Mochochoko made the comments after leading a delegation to Bangladesh’s southeastern Cox’s Bazar district, home to around one million Rohingya refugees.
The delegation, however, clarified that its visit to the camps was not a part of any investigation but to collect insights for an ongoing assessment of the office of prosecutor Fatou Bensouda whether to warrant a full investigation.
“A preliminary examination is not an investigation, but an assessment of the Rome Statute criteria to decide whether an investigation into the situation at hand is warranted,” he said.
“Therefore during this mission, as is standard practice of the Office, the delegation did not collect evidence or perform any other investigative activities,” Mochochoko said.
About 740,000 Rohingya have fled Rakhine state to Bangladesh since August 2017 following a brutal military crackdown that UN officials described as “ethnic cleansing”. Thousands more arrived in previous years following earlier bouts of anti-Rohingya violence.
Mochochoko said the preliminary probe would be “all about individual responsibility”.

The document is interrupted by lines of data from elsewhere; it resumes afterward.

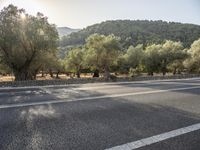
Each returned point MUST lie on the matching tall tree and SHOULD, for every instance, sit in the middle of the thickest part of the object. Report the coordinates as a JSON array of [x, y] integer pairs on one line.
[[23, 38], [171, 52], [102, 52], [75, 60], [134, 56], [193, 63], [152, 59]]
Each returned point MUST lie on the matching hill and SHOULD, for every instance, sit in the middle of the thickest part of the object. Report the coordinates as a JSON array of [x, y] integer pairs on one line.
[[133, 32], [64, 31]]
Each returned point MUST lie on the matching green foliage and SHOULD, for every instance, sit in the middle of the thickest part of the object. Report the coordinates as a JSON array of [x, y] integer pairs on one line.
[[138, 32], [134, 56], [193, 63], [102, 52], [23, 39], [75, 60], [152, 59]]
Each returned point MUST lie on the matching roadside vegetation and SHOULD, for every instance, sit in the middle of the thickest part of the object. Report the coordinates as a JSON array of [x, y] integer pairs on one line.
[[30, 45]]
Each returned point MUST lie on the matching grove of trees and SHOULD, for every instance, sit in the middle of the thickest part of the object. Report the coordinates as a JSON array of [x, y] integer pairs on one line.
[[25, 40], [30, 44]]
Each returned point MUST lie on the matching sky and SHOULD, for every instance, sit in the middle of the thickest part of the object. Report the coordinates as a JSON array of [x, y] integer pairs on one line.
[[81, 13]]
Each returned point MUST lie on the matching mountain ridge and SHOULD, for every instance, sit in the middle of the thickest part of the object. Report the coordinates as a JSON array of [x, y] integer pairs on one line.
[[133, 32]]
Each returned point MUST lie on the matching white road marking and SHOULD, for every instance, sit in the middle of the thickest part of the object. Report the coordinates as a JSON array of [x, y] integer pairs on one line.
[[156, 138], [100, 83], [94, 97]]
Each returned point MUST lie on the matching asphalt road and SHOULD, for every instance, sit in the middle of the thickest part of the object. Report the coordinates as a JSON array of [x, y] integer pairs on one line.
[[100, 116]]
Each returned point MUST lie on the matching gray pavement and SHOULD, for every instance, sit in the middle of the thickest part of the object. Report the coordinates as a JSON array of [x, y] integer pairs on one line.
[[99, 116]]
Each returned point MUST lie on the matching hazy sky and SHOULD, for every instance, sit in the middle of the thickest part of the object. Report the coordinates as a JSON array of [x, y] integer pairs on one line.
[[81, 13]]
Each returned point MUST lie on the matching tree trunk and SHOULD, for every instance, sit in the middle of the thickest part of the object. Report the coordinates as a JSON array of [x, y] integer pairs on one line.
[[96, 73], [57, 74], [174, 72], [106, 73], [78, 74], [51, 73]]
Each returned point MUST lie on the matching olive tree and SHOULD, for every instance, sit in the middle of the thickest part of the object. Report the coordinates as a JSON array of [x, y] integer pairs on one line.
[[102, 52], [23, 38], [193, 62], [75, 60]]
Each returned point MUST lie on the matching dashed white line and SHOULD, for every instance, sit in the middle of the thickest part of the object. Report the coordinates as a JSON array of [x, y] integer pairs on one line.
[[94, 97], [156, 138]]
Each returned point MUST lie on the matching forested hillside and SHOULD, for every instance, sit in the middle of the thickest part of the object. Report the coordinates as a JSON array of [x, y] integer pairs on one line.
[[64, 31], [138, 32]]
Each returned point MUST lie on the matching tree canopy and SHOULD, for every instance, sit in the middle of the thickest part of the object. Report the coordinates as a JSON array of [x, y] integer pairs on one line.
[[23, 38], [138, 32]]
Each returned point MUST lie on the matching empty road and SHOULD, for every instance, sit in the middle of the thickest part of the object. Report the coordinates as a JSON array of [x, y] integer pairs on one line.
[[145, 115]]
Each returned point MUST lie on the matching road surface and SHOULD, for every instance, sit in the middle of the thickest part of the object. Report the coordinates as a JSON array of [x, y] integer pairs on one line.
[[145, 115]]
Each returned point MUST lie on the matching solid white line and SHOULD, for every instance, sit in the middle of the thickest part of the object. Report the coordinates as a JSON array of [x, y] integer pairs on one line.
[[156, 138], [93, 97]]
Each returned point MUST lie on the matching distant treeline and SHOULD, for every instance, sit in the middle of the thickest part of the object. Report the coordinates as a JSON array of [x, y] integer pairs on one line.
[[137, 32], [29, 45]]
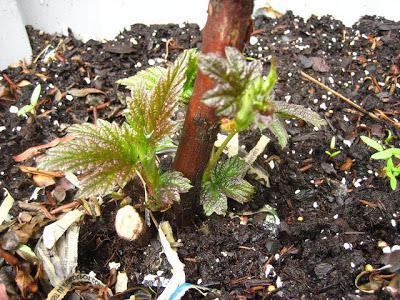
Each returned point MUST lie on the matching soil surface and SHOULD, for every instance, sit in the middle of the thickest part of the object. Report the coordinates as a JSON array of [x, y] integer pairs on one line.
[[335, 213]]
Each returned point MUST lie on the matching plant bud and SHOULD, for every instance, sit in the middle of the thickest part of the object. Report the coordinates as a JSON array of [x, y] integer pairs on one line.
[[128, 223]]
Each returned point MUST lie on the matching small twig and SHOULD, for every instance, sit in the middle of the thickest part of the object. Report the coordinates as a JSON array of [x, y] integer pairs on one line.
[[65, 207], [345, 99], [94, 115], [169, 41]]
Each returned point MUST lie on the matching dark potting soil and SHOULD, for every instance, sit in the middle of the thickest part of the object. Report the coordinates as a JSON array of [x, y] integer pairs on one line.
[[327, 234]]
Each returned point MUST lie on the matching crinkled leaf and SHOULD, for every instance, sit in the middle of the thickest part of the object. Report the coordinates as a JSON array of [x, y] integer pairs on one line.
[[213, 200], [226, 181], [33, 102], [148, 78], [106, 154], [176, 180], [232, 75], [172, 184], [300, 112], [150, 111], [393, 182], [239, 190], [278, 130], [372, 143], [166, 145], [387, 153]]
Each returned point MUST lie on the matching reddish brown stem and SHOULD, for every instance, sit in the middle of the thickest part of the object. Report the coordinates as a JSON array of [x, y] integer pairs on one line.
[[228, 24]]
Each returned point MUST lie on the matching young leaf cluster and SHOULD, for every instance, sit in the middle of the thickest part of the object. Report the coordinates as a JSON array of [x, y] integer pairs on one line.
[[226, 180], [149, 77], [392, 170], [242, 95], [108, 155]]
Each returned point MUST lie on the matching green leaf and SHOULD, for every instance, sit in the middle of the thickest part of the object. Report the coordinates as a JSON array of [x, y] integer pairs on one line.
[[105, 154], [148, 78], [226, 181], [300, 112], [278, 130], [191, 73], [372, 143], [176, 180], [239, 190], [232, 75], [30, 108], [166, 145], [387, 153]]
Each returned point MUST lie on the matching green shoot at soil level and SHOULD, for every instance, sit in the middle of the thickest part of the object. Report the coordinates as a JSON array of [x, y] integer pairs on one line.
[[110, 155]]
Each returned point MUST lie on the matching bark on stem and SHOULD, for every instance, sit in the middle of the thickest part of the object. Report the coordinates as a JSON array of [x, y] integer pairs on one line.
[[228, 24]]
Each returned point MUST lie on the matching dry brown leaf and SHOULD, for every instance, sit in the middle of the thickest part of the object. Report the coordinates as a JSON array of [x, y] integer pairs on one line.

“The people who are responsible, the people who gave instruction, the people who commanded, the people who did all the other things and facilitated the commission of this crime,” he said.
“The prosecutor is bound or intended to ensure that accountability for the suffering of the Rohingya people is met and those who are responsible for the atrocity that happened there are brought to account,” he added.
The visit came after judges last year ruled that even though Myanmar has not signed up to the Hague-based ICC, the court still has jurisdiction over crimes against the Rohingya because Bangladesh is a member.
Last month Organization of Islamic Cooperation — of which Bangladesh is a member — in a meeting in Abu Dhabi unanimously adopted a resolution to move at the International Court of Justice (ICJ) for establishing the legal rights of the Rohingya and addressing the question of accountability and justice, Dhaka’s foreign ministry said.
Myanmar’s army has denied nearly all wrongdoing, insisting its campaign was justified to root out Rohingya insurgents who staged deadly raids on border posts in August 2017.